Age of the patient ranges from 2 to 68. Cases have presented to the PCMH ER and through the local medical practices. Three of these cases required acute hospital admission, two short-term hospitalizations and treatments, and one case was transferred to a Cape hospital. To date, the other patients recover with medication and hydration at home.

PCMH is located in Perryville, MO, with a population of less than 9,000 people.

After identifying this influx of patients, the PCMH Laboratory Director reported on the case information to local and state health officials under state law. The Perry County Health Department immediately began to prepare the investigation of this outbreak and will work on the evidence that will hopefully determine the source and / or cause of the disease. The State Laboratory will receive culture samples of the infected patients to carry out their epidemiological investigation.

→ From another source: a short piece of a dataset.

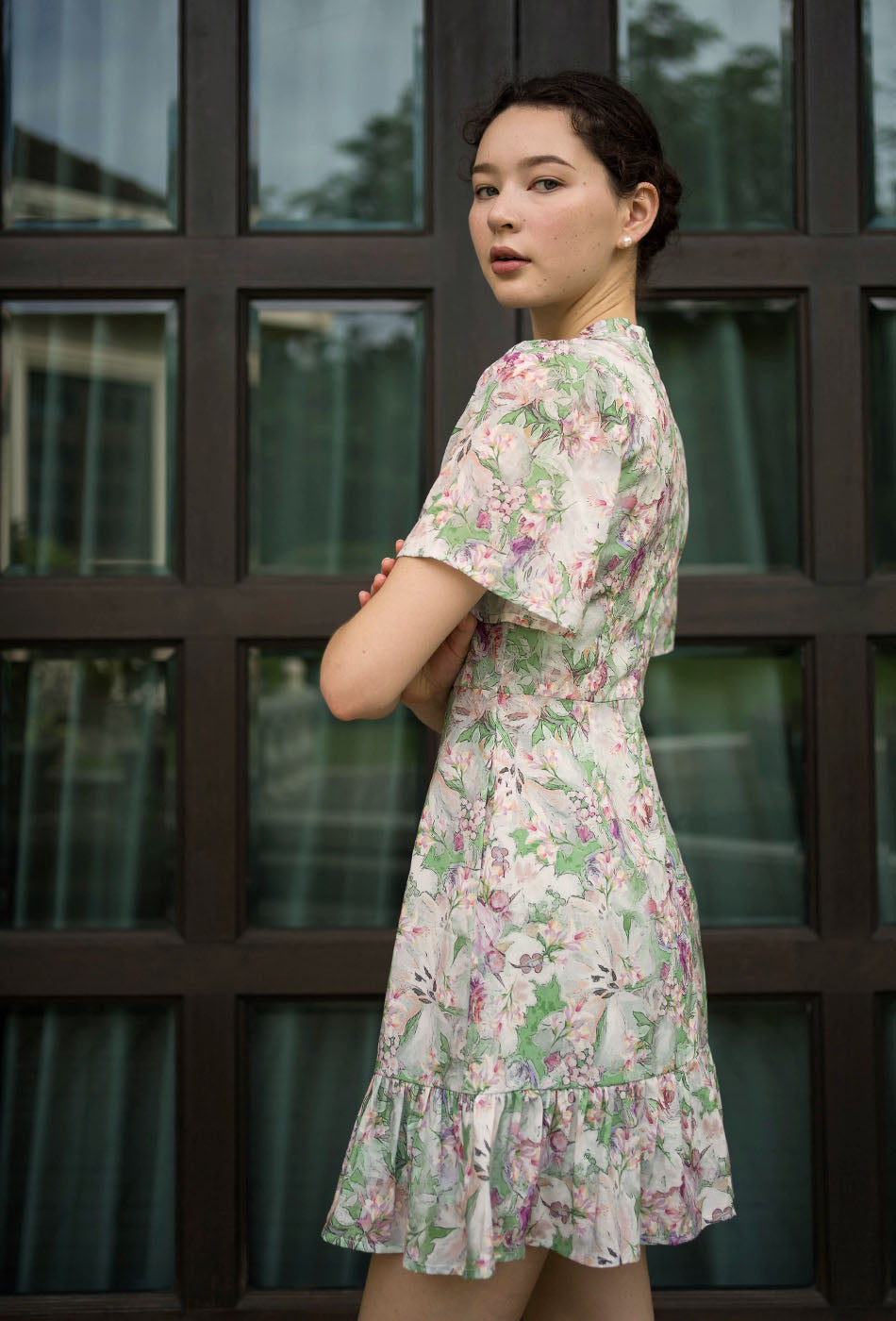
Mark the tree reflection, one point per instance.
(727, 129)
(377, 185)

The symptoms of Salmonella infection are high fever, diarrhea, bloody stools, fatigue, abdominal pain, nausea and vomiting and severe dehydration. Some patients may have some, but not all, symptoms while others may experience such symptoms. The incubation period for the bacteria is about 12 to 72 hours. If patients have these symptoms, they should seek medical help to get a test to confirm their diagnosis. Knowledge of infection and early treatment are crucial to prevent serious illness and the spread of the disease. Patients with symptoms of severe dehydration; Dizziness, weakness, fainting, confusion and difficulty breathing should seek emergency care.

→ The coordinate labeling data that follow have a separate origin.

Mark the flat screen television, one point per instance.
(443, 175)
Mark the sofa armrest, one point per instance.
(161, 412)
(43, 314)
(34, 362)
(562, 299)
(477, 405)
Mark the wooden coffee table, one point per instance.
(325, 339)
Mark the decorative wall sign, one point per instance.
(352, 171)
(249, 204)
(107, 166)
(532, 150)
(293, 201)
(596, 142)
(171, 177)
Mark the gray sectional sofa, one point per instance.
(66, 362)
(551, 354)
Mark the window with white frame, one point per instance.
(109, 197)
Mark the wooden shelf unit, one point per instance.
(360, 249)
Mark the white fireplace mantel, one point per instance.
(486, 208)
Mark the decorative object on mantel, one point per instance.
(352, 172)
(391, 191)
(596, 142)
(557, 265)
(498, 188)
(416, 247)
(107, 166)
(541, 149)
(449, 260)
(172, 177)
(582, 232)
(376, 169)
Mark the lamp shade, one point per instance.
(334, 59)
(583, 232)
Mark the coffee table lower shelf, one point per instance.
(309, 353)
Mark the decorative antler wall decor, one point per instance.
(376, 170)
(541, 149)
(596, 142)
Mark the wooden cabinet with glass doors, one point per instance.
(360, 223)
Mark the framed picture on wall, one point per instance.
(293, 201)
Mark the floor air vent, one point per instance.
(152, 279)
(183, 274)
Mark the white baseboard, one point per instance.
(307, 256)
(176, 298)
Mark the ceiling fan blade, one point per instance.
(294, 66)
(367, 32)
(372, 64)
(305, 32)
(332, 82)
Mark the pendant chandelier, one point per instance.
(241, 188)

Salmonella are highly contagious and are generally contracted by eating contaminated food. Transmission from human to human can also occur through contamination of hands or objects with bacteria released in the stool. It is a bacterium that can survive on surfaces, resulting in extensive transmission over time. The best way to avoid the contraction and spread of bacteria is to use a good hand washing technique and avoid the contact between human and person with an infected individual. If contact with an infected person is known, thorough cleaning of preparation areas and bathroom surfaces is recommended. Cleaning solutions containing bleach are most effective against Salmonella. Diarrhea must be resolved for at least 24 hours without the use of a diarrhea remedy before returning to work, daycare or school.

Special attention should be given to the elderly, immunocompromised patients and young children. These individuals can quickly dehydrate and succumb to other health risks if they have a severe infection.

In July, the PCMH lab introduced a new, highly specialized gastrointestinal tract test panel, which was very useful in these cases. The GI panel quickly detects 22 of the most common organisms that cause diarrhea. This panel provides information about treating patients in 1 to 3 hours compared to traditional chair culture tests, which typically last 3 to 5 days. This test helps a doctor to diagnose the cause of abdominal symptoms, most commonly diarrhea, more accurately and efficiently than conventional tests. Rapid identification of the right infectious agent can ensure appropriate treatment and treatment of a disease, thus helping to limit its spread within the community.